Леса и Тихий океан правят между собой климатом этого прибрежного региона. На улицах Монтерея, когда воздух не пахнет солью от одного, он будет дуть ароматом от смолистых верхушек деревьев другого. Целыми днями горячий, сухой воздух будет нависать над городом, душный, как из печи, но здоровый и ароматный для ноздрей. Причину нетрудно найти, ибо леса горят, и горячий ветер дует с холмов. Эти пожары — одна из великих опасностей Калифорнии. Я видел из Монтерея до трех одновременно: днем — облако дыма, ночью — красный уголек пожара вдали. Малая вещь может их начать, и, если ветер благоприятствует, они скачут по милям страны быстрее лошади. Жители должны выходить и работать как демоны, ибо уничтожаются не только приятные рощи; климат и почва одинаково поставлены на карту, и эти пожары предотвращают дожди следующей зимы и высушивают вечные источники. Калифорния была землей обетованной в свое время, как Палестина; но если леса будут так быстро погибать, она может стать, как Палестина, землей запустения.
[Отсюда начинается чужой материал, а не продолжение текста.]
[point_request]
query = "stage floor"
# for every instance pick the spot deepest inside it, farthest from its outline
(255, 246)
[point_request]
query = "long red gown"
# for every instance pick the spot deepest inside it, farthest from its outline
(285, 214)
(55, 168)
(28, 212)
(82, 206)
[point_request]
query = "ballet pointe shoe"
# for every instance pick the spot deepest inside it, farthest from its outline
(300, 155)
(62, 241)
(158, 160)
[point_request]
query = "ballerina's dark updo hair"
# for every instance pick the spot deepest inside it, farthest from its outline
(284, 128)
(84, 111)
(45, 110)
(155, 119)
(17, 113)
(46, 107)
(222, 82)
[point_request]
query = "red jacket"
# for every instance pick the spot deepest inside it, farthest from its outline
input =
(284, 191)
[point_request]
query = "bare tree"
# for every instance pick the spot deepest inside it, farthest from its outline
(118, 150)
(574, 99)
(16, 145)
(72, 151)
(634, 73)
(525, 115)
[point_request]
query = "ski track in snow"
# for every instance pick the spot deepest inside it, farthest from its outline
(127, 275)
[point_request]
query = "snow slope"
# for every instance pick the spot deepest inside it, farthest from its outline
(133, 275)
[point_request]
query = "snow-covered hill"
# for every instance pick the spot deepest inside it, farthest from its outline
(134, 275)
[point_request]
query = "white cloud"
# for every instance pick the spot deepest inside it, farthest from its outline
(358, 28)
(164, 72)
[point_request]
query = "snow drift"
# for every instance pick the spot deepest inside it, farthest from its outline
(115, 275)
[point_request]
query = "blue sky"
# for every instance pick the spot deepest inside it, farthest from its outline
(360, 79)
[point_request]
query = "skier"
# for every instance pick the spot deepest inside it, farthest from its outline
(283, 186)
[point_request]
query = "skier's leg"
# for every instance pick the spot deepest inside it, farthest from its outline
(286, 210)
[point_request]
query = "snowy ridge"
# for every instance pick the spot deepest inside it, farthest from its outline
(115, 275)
Посетить леса, пока они вяло горят, — это странный опыт. Огонь проходит через подлесок бегом. Кое-где дерево вспыхивает мгновенно от корня до вершины, разбрасывая пучки пламени, и гаснет, кажется, так же быстро. Но последнее — лишь видимость. Ибо после этого первого, похожего на петарду возгорания сухого мха и веток, внутри самого дерева остается глубоко укоренившийся и пожирающий огонь. Смола сосны в основном сконцентрирована у основания ствола и в раскидистых корнях. Таким образом, после легких, эффектных, застрельщичьих языков пламени, которые являются лишь спичкой к взрыву, уже умчавшихся по ветру вдаль, настоящий вред только начинается для этого гиганта лесов. Вы можете подойти к дереву с одной стороны и увидеть его, действительно опаленным сверху донизу, но, по-видимому, пережившим опасность. Обойдите его, и там, на другой стороне колонны, — чистая масса живого угля, распространяющаяся, как язва; в то время как под землей, до самого последнего волокна, корни съедаются огнем, и дым поднимается через трещины на поверхность. Немного времени, и без единого знака предупреждения огромная сосна ломается прямо у земли и падает плашмя с грохотом. Тем временем огонь продолжает свое безмолвное дело; корни превращаются в мелкий пепел; и долгое время спустя, если вы пройдете мимо, вы обнаружите землю, пронзенную радиальными галереями, сохраняющими дизайн всех этих подземных отростков, как будто это была форма для нового дерева, а не отпечаток старого. Эти сосны Монтерея — за единственным исключением кипариса Монтерея — самые фантастические из лесных деревьев. Никакие слова не могут дать представления о скрюченности их роста; они могли бы фигурировать без изменений в круге нижнего ада, как его изображал Данте; и с той скоростью, с которой растут деревья и с которой лесные пожары возникают и скачут по холмам Калифорнии, мы можем ожидать времени, когда в этой земле их рождения не останется ни одного стоящего дерева. По крайней мере, им не так много стоит опасаться топора, но они погибают от того, что можно назвать естественной, хотя и насильственной смертью; в то время как именно человек в своей близорукой жадности грабит страну от более благородного красного дерева. Еще немного, и, возможно, все холмы прибрежной Калифорнии станут такими же лысыми, как Тамалпаис.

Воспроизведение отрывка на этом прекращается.